Traditional awards shows are no longer smart promotional vehicles to promote current music trends which change at the click of the mouse. Active music fans know where and when to get their music information. They don’t wait around for annual award shows to tell them who’s hot and who’s not. The growing importance of Tik Tok to music consumers has been phenomenal and has changed the marketplace forever.
I think it's time for these award shows to start looking at alternative ways of promoting the industry’s best and upcoming star attractions.
Conversations I’ve had with award show executives have only confirmed that the award shows are facing difficult times.
Ratings are down and low ratings mean sponsorship will also be affected. If the show is not right for the times and not drawing viewers, business will not support it.
CTV and CBC know this.
Broadcasters make their decisions based on numbers, not hype.

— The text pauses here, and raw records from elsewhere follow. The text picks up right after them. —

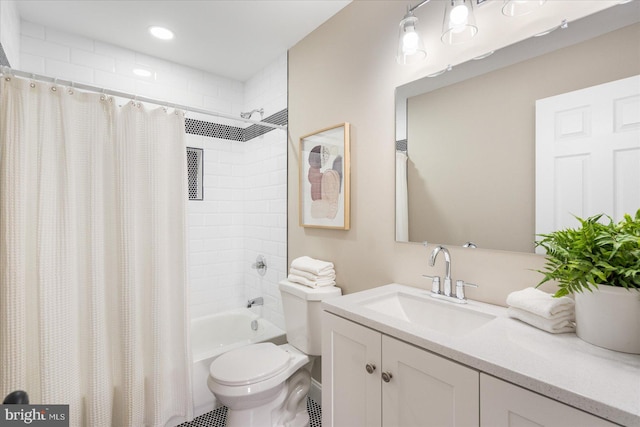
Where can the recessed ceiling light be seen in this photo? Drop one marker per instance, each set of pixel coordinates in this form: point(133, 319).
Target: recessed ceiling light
point(161, 32)
point(141, 72)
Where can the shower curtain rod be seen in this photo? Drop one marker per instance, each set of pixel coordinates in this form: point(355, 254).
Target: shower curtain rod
point(82, 86)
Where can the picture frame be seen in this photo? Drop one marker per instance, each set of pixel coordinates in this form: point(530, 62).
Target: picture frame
point(324, 180)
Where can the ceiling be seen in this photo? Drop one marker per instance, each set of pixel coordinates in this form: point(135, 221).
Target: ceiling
point(234, 39)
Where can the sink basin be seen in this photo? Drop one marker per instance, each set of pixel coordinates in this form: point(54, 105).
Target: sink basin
point(425, 311)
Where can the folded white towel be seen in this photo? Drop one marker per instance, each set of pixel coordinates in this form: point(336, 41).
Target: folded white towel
point(310, 283)
point(558, 325)
point(540, 303)
point(311, 265)
point(329, 274)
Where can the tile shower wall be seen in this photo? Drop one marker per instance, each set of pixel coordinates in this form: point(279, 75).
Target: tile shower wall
point(243, 213)
point(9, 33)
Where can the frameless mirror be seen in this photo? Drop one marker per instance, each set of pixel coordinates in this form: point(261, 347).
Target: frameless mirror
point(465, 140)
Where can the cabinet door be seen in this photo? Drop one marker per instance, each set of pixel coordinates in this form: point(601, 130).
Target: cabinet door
point(350, 394)
point(503, 404)
point(426, 389)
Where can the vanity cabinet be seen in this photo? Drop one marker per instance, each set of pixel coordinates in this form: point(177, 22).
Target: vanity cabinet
point(506, 405)
point(371, 379)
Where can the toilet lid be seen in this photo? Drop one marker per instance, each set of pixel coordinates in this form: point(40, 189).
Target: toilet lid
point(249, 364)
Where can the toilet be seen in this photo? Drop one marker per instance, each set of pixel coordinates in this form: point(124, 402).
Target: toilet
point(265, 384)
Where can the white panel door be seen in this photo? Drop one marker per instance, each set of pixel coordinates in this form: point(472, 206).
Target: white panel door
point(425, 389)
point(506, 405)
point(351, 395)
point(588, 154)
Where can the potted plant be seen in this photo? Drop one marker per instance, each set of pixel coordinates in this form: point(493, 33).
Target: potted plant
point(599, 263)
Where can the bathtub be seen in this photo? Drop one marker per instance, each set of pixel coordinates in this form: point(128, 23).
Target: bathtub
point(216, 334)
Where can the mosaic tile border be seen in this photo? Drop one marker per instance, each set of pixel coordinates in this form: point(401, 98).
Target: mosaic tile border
point(234, 133)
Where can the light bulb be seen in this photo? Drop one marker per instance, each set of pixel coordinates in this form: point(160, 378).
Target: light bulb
point(410, 42)
point(459, 15)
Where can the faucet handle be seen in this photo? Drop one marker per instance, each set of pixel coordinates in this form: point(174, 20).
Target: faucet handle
point(460, 284)
point(435, 283)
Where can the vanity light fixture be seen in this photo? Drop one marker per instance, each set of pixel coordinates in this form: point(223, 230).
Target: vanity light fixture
point(520, 7)
point(444, 70)
point(459, 23)
point(161, 33)
point(141, 72)
point(410, 46)
point(483, 56)
point(564, 24)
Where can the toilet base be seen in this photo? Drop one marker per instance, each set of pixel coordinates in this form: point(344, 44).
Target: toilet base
point(287, 409)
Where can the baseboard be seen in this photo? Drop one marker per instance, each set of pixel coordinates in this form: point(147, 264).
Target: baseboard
point(315, 391)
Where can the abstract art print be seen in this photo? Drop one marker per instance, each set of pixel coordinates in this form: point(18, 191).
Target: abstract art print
point(324, 178)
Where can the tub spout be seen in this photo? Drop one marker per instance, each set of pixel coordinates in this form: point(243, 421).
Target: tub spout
point(255, 301)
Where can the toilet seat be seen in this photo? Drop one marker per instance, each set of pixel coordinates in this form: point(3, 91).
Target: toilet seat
point(250, 364)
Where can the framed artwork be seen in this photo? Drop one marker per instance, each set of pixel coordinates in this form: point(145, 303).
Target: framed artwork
point(324, 178)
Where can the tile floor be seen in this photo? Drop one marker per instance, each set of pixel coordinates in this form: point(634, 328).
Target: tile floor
point(218, 418)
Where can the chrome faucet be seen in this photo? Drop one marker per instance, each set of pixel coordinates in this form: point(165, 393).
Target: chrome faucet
point(446, 293)
point(447, 263)
point(255, 301)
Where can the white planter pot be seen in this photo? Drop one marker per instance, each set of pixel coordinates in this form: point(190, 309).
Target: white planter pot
point(609, 317)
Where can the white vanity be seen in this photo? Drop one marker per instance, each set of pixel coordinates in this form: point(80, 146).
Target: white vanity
point(394, 356)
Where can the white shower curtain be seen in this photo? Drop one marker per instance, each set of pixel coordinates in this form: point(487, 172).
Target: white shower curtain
point(92, 246)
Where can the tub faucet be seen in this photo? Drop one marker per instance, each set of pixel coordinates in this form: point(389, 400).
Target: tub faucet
point(255, 301)
point(447, 263)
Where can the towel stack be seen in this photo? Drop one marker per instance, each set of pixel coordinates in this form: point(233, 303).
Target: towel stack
point(312, 272)
point(540, 309)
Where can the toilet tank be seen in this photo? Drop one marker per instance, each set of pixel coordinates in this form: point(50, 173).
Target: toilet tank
point(303, 313)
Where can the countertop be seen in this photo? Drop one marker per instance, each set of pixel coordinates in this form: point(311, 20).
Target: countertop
point(602, 382)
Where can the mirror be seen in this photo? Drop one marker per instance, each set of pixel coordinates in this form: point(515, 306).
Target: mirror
point(465, 140)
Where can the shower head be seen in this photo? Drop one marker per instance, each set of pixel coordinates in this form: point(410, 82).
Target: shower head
point(248, 114)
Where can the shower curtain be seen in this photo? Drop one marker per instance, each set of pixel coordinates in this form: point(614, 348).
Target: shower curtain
point(92, 255)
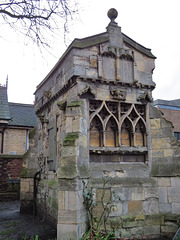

For decades, only one company has produced most Canadian award shows but please don’t tell me that there aren’t other companies with younger and more innovative ideas to consider.
Shouldn’t the production of these shows be open to tender by other producers? In the real world, competition usually improves quality and lowers prices.
Award voting and inclusion are always contentious. Ask ‘The Weekend’ why he dissed the Grammys after producing the No. 1 selling song and album of the year in 2021.
Drake had similar experiences in previous years after being the No. 1 music artist in the world!
Oops, there it is!
Voting biases and academy politics should be exposed. It’s too obvious, but it needs to be said! I don’t for one minute doubt the sincerity of voting members, but the trading of votes has been a reality for a long time. It’s bogus and needs to be changed.
There are a lot of hard-working people with experience and business sense involved in these organizations who know what’s coming and can make a difference, but are too afraid to say anything.
The time for change is now. It’s 2022 and there must be a better way forward to promote and celebrate our best of the best.